China sees the upcoming Olympics as a grand pageant to show off their sophstication and power to the world. The government has stage managed the public sphere in pursuit of a gleaming image, but behind the scenes the government has become increasingly authoritarian. One expert thinks that while the Olympics will be a success in the eyes of Chinese citizens, there's a good chance they're going to embarass themselves when a crackdown is caught on tape.

‘For years we couldn’t wait for the Olympics to start. Now we can’t wait for them to be over.’ That is how a Chinese friend described the horrible limbo in Beijing as a control-freak state tries to anticipate and eliminate any possible challenges to its glorious coming-out party on the 8th of the 8th, 2008. It is clear to any visitor to the Chinese capital that while China hopes to clean up the medals tables, the sporting contest is at best a sideshow to the real Olympic competition — the battle to define how China is seen by its citizens and the world outside.
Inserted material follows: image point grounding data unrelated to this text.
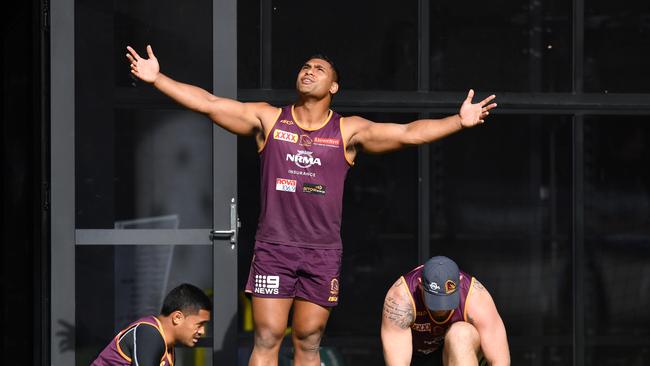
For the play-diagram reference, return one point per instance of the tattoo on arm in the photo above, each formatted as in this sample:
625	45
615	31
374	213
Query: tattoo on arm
399	313
477	285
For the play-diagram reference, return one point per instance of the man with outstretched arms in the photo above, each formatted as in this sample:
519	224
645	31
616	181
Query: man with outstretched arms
436	308
305	150
150	341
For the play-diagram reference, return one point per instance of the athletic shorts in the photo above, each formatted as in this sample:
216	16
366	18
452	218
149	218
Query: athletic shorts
435	359
284	271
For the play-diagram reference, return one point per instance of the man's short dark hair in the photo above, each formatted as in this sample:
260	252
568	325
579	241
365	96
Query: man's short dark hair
186	298
337	74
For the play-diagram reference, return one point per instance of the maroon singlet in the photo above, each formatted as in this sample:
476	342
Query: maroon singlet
302	178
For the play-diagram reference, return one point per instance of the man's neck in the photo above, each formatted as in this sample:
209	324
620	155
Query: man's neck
168	330
312	113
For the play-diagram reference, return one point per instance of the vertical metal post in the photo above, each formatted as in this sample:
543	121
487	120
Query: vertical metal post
224	261
424	165
62	226
578	188
266	9
578	242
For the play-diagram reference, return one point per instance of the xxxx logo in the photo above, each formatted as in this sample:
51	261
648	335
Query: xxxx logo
285	136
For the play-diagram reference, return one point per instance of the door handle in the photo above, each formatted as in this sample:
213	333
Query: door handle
234	227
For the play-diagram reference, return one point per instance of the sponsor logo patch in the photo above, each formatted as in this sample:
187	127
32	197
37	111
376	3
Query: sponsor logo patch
300	172
313	188
306	140
327	141
285	136
421	327
267	285
304	158
285	185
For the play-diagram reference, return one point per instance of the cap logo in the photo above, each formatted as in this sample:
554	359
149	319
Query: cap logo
433	286
450	286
The outside world tends to talk about how revolutionary economic reforms have gone hand in hand with political stagnation. But the Olympics shows that China has modernised its politics as much as its economy — just not in the direction of liberal democracy. The state has largely withdrawn from people’s everyday lives, giving Chinese citizens unprecedented freedoms to consume and organise their professional and personal development. But this growing freedom in the personal realm has been matched with an increasingly sophisticated control of the public sphere. In the 1980s, many Chinese intellectuals supported multi-party elections and the separation of the party from the government. But since Tiananmen, political reform has taken on a new meaning. While there are still prominent thinkers — such as the political scientist Yu Keping — who believe in the country’s incremental embrace of democracy, many modern intellectuals argue that China would be better to avoid elections altogether and instead focus on introducing the rule of law while making the one-party state more responsive. The last few years have seen the party use opinion polls, focus groups and public consultations to put the one-party state in touch with public opinion. What is emerging is not Western-style democracy, but a high-tech model of ‘deliberative dictatorship’ that has increased the legitimacy of the one-party state, and lessened calls for genuine democracy.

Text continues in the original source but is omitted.